Journalists tried contacting the owner to comment about the latest attack, but because of the enormous amount of media attention after the paint vandalism, he is refusing, fearing further attacks on his café. Understandable, considering how much it must cost to pay for the clean up efforts.
St-Henri residents feel strongly both for and against gentrification, with those in favour saying the area has now cleaned up and is more safe as a result. Whether this is true or not, it’s interesting to hear visitors to St-Henri, either at the Atwater Market or taking a brief stroll down along the canal, say how much the area has changed in the last few years.
Of course, there’s no way to tell who’s carrying out the attacks on Cafe St-Henri, or, if they’re even the work of ideologically-motivated residents and not just some disgruntled former employee. But one thing’s for sure, these confrontations will continue to happen in the neighbourhood until residents, for and against gentrification, are consulted on the future of their community.

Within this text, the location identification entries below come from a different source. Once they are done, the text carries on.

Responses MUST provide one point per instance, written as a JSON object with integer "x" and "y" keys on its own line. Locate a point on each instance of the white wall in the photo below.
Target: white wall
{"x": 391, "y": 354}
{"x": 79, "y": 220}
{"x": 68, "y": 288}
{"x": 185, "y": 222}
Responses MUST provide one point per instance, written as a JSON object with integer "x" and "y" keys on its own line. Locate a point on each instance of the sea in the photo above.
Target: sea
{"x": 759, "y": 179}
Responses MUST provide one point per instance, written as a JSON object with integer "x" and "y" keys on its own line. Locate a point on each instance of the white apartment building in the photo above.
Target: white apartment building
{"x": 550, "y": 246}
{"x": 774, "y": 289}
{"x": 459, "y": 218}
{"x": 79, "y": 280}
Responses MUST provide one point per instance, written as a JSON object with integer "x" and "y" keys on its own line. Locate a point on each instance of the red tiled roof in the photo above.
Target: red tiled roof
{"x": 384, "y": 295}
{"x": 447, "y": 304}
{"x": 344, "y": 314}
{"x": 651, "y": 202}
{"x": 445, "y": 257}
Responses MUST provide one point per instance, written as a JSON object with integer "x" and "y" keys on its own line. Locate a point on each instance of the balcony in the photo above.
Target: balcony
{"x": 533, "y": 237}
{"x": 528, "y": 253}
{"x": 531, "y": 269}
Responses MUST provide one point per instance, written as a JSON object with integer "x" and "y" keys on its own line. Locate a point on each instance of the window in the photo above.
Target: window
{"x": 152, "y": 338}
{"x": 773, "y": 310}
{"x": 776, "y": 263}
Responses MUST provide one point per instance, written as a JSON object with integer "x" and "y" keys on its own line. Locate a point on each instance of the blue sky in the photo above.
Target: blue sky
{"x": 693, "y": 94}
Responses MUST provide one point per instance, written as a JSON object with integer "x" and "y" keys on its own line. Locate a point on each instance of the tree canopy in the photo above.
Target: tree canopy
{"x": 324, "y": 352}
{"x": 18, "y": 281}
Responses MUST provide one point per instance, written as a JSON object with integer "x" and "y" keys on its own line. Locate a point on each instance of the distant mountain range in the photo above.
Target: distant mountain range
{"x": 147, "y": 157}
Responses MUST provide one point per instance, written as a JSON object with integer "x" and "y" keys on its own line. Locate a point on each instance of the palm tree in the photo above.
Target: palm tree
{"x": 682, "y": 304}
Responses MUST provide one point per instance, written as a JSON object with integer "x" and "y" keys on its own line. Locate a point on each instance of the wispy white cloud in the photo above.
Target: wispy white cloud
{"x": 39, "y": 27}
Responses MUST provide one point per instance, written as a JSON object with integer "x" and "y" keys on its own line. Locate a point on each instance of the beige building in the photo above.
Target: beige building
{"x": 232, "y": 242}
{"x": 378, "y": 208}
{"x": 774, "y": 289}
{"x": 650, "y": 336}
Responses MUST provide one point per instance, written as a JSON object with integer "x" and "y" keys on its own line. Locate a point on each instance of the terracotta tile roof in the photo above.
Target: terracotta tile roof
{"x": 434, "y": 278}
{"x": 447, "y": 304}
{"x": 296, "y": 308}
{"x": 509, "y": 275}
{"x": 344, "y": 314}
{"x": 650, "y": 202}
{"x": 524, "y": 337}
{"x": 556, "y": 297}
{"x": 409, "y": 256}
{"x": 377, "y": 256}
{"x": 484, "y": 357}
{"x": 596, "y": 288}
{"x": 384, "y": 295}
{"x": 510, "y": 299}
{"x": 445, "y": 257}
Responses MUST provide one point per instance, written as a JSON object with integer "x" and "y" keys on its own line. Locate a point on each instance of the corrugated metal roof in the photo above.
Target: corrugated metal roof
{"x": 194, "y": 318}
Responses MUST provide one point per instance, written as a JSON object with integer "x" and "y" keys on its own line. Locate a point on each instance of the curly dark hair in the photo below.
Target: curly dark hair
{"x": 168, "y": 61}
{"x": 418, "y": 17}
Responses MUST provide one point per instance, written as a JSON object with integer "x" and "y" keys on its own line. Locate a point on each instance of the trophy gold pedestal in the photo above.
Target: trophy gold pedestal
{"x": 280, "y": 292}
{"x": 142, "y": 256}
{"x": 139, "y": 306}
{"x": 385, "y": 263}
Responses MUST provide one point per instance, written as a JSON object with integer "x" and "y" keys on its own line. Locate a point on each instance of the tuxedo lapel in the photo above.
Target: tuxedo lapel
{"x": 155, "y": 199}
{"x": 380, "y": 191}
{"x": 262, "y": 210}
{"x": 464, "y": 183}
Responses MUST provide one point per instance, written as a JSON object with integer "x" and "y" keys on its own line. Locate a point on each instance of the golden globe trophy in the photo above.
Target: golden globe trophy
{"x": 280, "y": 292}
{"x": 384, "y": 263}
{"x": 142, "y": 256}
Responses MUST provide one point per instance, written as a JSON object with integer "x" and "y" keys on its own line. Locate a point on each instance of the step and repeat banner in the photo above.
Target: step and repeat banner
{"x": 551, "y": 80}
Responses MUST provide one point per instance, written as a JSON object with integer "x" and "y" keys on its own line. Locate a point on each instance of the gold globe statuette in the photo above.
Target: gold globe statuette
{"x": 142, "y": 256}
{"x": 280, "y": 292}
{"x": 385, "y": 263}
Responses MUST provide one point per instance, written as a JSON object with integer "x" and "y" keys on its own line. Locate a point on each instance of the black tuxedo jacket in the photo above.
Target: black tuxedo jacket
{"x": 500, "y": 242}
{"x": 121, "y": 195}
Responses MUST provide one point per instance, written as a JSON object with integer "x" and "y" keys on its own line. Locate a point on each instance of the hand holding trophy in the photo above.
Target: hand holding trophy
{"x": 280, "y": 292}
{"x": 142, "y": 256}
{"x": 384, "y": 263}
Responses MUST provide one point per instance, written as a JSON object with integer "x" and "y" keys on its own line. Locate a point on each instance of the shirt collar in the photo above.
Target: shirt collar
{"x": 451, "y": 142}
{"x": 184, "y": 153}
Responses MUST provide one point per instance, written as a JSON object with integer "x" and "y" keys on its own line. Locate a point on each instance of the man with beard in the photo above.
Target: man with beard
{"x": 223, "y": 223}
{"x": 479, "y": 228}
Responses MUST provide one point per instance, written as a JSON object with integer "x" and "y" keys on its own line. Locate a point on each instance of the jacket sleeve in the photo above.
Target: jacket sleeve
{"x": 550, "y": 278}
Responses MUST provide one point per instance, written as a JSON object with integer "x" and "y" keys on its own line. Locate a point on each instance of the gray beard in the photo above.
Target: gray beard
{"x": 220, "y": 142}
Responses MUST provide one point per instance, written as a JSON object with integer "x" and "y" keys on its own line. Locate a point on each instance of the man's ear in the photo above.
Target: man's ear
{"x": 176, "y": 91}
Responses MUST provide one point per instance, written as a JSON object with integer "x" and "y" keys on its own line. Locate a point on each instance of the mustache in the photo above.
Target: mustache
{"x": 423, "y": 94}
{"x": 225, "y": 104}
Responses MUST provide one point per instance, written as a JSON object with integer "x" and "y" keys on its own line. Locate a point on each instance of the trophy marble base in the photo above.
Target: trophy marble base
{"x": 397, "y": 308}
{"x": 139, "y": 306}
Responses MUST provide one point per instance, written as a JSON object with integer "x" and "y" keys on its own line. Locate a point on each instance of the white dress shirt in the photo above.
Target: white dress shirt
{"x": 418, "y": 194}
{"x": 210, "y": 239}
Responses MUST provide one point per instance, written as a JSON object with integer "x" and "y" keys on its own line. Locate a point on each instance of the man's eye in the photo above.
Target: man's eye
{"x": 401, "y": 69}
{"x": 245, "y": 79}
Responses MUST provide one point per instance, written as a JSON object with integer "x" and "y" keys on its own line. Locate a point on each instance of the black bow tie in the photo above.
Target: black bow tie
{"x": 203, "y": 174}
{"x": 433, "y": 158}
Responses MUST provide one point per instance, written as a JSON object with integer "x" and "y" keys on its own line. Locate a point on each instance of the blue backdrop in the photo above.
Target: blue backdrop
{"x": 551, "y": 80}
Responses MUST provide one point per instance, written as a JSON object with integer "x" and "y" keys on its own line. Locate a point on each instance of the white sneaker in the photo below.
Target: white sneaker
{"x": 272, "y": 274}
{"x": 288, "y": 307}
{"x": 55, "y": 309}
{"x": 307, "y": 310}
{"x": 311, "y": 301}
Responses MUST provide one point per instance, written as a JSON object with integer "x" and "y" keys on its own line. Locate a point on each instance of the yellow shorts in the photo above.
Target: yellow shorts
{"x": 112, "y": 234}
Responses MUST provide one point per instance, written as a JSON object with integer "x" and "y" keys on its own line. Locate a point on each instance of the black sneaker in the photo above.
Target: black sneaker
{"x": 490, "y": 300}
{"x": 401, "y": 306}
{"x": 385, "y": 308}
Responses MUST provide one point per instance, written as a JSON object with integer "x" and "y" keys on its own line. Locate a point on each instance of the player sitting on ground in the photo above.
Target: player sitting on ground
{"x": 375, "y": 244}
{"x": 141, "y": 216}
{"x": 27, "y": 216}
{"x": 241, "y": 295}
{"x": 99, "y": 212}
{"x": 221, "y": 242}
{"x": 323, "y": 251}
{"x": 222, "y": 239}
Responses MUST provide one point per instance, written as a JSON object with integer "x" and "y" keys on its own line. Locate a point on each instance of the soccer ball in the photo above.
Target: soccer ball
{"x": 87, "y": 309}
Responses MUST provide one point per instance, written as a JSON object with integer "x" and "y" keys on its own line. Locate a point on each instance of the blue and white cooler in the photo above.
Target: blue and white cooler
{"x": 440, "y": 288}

Walking down rue Notre-Dame, the main thoroughfare of St-Henri, it’s hard to get a sense that anything is really changing. But as you turn towards the canal you begin to see the effect of gentrification on the old, working class character of the neighbourhood. Remnants of its former character struggle to assert itself in the shadow of new condo buildings and those in the process of being constructed. It is this struggle that we are seeing, for better or worse.